Le lecteur ne sera pas déçu, au contraire, il découvrira à partir de ce nouveau livre que l’homme et le poète qui me composent sont en maturité. Si cela peut rassurer, je demeure «le poète de la moisson humaine».
Pourquoi le choix de Patrice Nganang ? Est-ce son côté « engagé » qui vous a plu ? Comment s’est d’ailleurs passée votre rencontre dans cette œuvre ?
Tous les lecteurs de la littérature francophone savent que Patrice Nganang représente beaucoup pour l’histoire littéraire et compte parmi les plus grands noms de sa génération. Au-delà de sa simplicité, c’est un homme exigeant dans la production. Il faut le lire pour le comprendre. Son engagement en faveur de l’histoire politique et littéraire camerounaise me fascine et me fait constater ce qui nous manque au Gabon. Lui et moi discutons beaucoup de littérature et surtout d’humanité. Quand je lui avais envoyé le tapuscrit du livre pour lecture, parce que ce livre aborde plusieurs questions historiques qu’il maitrise, il m’a tout de suite suggéré la préface. Quand on s’est rencontré à Paris, il m’a dit pourquoi. J’étais ému.
J’espère de tout cœur que ce livre répondra à plusieurs questions et sera lu par tous.
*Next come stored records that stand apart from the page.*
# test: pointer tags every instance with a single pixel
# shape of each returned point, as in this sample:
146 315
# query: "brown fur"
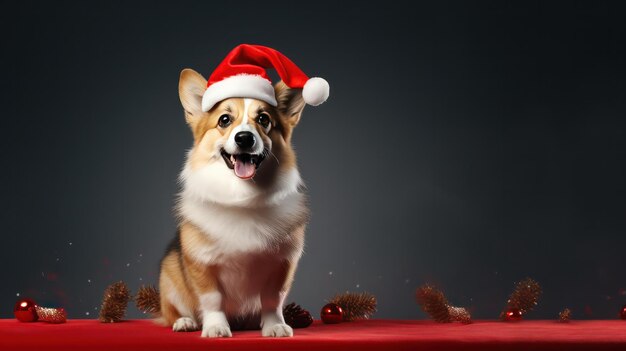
181 272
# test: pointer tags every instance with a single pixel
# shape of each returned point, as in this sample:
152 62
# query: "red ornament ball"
25 310
331 313
513 315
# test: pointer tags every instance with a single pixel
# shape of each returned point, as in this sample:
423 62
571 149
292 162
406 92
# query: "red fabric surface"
361 335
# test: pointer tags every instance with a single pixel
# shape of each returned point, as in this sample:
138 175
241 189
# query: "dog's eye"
224 121
263 120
Mais j’espère surtout qu’il sera utile à ceux qui lisent pour écouter la musique du monde et qui exécutent les pas de danse qui présagent une meilleure façon d’habiter le monde.
Né à Malinga dans le sud du Gabon, Benicien Bouschedy est l’auteur de trois précédentes œuvres : Silences de la contestation (2016), Rêve mortel (2017) et Cendre de maux (2018).